Ten days after the United Kingdom began doling out Covid-19 vaccine, Rupert Murdoch received his first dose. At that point, fewer than half a million people had been vaccinated worldwide. In a statement released the same day, Murdoch “strongly” encouraged “people around the world to get the vaccine.”

The 90-year-old Murdoch’s media empire, spanning three continents, is built around persuasion. In Australia, where he got his start 69 years ago, he is a kingmaker—his outlets killed a carbon tax in 2014. In Britain, his power has only grown since the 2011 phone-hacking scandal that brought down his repulsive tabloid News of the World. Later, his Sun led the Brexit campaign. And in America, his cable news network, Fox News, has acted as the principal distributor of propaganda for the American right for the last 25 years. A 2017 study found that Fox single-handedly boosted George W. Bush’s 2004 campaign by almost 4 points. Without it, he would not have been reelected. And between 2017 and 2021, the network served as de facto state television for Donald Trump, treating him as a magisterial Dear Leader figure, and a kind of political messiah.

Even though Murdoch personally endorsed the vaccine, Fox News has been arguably the most powerful media outlet pushing vaccine skepticism in the United States. On December 17, the day before Murdoch was jabbed, Tucker Carlson told his viewers to be suspicious of the “too slick” rollout of the vaccine. For the last five months, he has pushed baseless skepticism, all under the guise of just asking questions. “It turns out there are things we don’t know about the effects of this vaccine (and all vaccines, by the way...),” he wrote in March. Sean Hannity has also expressed “doubts” about taking the vaccine, and both Carlson and Laura Ingraham have hosted uncredentialed vaccine truthers like the thriller writer Alex Berenson and dynastic failson Robert Kennedy Jr.

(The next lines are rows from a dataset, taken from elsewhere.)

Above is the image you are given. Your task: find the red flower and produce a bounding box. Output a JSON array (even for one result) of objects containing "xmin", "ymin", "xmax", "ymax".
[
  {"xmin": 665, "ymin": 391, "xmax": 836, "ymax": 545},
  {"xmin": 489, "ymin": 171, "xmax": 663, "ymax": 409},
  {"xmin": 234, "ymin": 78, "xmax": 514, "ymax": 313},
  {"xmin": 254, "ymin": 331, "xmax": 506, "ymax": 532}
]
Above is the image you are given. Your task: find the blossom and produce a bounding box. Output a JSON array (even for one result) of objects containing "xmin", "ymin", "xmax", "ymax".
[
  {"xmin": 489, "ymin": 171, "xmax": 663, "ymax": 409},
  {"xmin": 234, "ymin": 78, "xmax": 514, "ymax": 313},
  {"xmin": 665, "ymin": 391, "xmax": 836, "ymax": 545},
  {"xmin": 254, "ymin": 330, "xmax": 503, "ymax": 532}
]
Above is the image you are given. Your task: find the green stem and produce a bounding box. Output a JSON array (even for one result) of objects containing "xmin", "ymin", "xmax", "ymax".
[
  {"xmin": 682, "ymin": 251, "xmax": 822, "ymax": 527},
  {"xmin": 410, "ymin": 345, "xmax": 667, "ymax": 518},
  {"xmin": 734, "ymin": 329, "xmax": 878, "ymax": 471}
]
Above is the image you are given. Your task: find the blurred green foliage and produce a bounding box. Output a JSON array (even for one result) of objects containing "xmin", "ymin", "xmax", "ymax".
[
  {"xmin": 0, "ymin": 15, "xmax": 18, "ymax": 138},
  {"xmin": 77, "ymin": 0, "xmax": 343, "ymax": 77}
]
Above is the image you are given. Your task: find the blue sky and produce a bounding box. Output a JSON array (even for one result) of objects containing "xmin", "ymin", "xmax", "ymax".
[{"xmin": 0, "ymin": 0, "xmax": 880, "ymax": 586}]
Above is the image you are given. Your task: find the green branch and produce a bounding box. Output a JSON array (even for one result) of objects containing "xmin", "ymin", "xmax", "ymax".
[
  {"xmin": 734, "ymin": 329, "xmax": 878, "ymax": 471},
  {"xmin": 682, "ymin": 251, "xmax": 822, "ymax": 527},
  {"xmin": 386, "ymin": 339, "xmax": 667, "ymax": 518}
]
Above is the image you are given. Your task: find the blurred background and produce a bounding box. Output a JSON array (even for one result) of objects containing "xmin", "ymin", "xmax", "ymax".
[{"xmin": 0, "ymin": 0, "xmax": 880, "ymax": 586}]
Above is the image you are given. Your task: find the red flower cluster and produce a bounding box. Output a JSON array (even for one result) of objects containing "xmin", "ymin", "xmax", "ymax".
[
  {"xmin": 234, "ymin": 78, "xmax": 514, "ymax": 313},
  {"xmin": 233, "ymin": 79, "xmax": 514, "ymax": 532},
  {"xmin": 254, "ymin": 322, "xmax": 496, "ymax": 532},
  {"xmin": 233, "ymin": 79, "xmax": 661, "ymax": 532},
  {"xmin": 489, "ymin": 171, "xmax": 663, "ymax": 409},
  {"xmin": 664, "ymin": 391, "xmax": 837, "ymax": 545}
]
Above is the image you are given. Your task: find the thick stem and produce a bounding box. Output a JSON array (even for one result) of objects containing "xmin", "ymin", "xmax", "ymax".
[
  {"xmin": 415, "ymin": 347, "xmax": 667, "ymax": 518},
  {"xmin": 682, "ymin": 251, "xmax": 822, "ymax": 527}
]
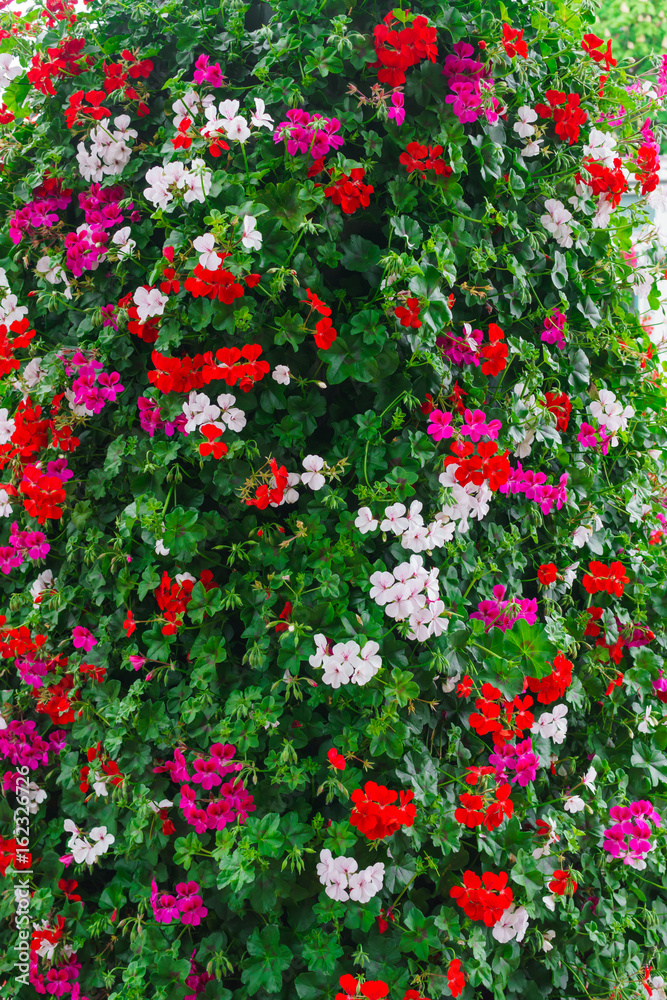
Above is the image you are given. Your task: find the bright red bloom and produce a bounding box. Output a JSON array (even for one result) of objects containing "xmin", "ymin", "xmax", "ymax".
[
  {"xmin": 398, "ymin": 142, "xmax": 453, "ymax": 177},
  {"xmin": 537, "ymin": 563, "xmax": 558, "ymax": 587},
  {"xmin": 370, "ymin": 11, "xmax": 438, "ymax": 87},
  {"xmin": 275, "ymin": 601, "xmax": 293, "ymax": 632},
  {"xmin": 447, "ymin": 958, "xmax": 466, "ymax": 997},
  {"xmin": 183, "ymin": 264, "xmax": 244, "ymax": 306},
  {"xmin": 549, "ymin": 868, "xmax": 577, "ymax": 896},
  {"xmin": 581, "ymin": 559, "xmax": 630, "ymax": 597},
  {"xmin": 539, "ymin": 392, "xmax": 572, "ymax": 434},
  {"xmin": 503, "ymin": 24, "xmax": 528, "ymax": 59},
  {"xmin": 394, "ymin": 298, "xmax": 422, "ymax": 330},
  {"xmin": 350, "ymin": 781, "xmax": 417, "ymax": 840},
  {"xmin": 324, "ymin": 167, "xmax": 375, "ymax": 215},
  {"xmin": 449, "ymin": 871, "xmax": 514, "ymax": 927},
  {"xmin": 581, "ymin": 33, "xmax": 616, "ymax": 70},
  {"xmin": 327, "ymin": 747, "xmax": 345, "ymax": 771},
  {"xmin": 526, "ymin": 653, "xmax": 573, "ymax": 705}
]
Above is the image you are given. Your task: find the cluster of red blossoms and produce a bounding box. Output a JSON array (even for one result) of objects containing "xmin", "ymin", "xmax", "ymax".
[
  {"xmin": 526, "ymin": 653, "xmax": 573, "ymax": 705},
  {"xmin": 184, "ymin": 262, "xmax": 261, "ymax": 306},
  {"xmin": 454, "ymin": 784, "xmax": 514, "ymax": 831},
  {"xmin": 445, "ymin": 441, "xmax": 510, "ymax": 493},
  {"xmin": 581, "ymin": 559, "xmax": 630, "ymax": 597},
  {"xmin": 581, "ymin": 34, "xmax": 616, "ymax": 69},
  {"xmin": 301, "ymin": 288, "xmax": 338, "ymax": 351},
  {"xmin": 394, "ymin": 297, "xmax": 422, "ymax": 330},
  {"xmin": 370, "ymin": 11, "xmax": 438, "ymax": 87},
  {"xmin": 469, "ymin": 683, "xmax": 535, "ymax": 746},
  {"xmin": 398, "ymin": 142, "xmax": 453, "ymax": 177},
  {"xmin": 575, "ymin": 156, "xmax": 628, "ymax": 207},
  {"xmin": 449, "ymin": 871, "xmax": 514, "ymax": 927},
  {"xmin": 350, "ymin": 781, "xmax": 417, "ymax": 840},
  {"xmin": 535, "ymin": 90, "xmax": 588, "ymax": 146},
  {"xmin": 19, "ymin": 465, "xmax": 66, "ymax": 524},
  {"xmin": 503, "ymin": 24, "xmax": 528, "ymax": 59},
  {"xmin": 148, "ymin": 344, "xmax": 271, "ymax": 393},
  {"xmin": 539, "ymin": 392, "xmax": 572, "ymax": 434},
  {"xmin": 153, "ymin": 569, "xmax": 218, "ymax": 635},
  {"xmin": 481, "ymin": 323, "xmax": 509, "ymax": 375},
  {"xmin": 28, "ymin": 38, "xmax": 95, "ymax": 97},
  {"xmin": 79, "ymin": 743, "xmax": 124, "ymax": 795},
  {"xmin": 324, "ymin": 167, "xmax": 375, "ymax": 215}
]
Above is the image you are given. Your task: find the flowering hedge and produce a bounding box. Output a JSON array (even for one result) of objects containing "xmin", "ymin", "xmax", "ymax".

Fox News’ audience is old—the median age of a prime-time viewer in 2015 was 68—and particularly vulnerable to the virus. But that doesn’t matter. The other lynchpins of Murdoch’s media empire—newspapers and books—aren’t raking in cash the way they used to; Fox, meanwhile, is facing competition from the right, in the form of even loonier networks like Newsmax and One America News. Acknowledging basic science, it seems, doesn’t pay the bills.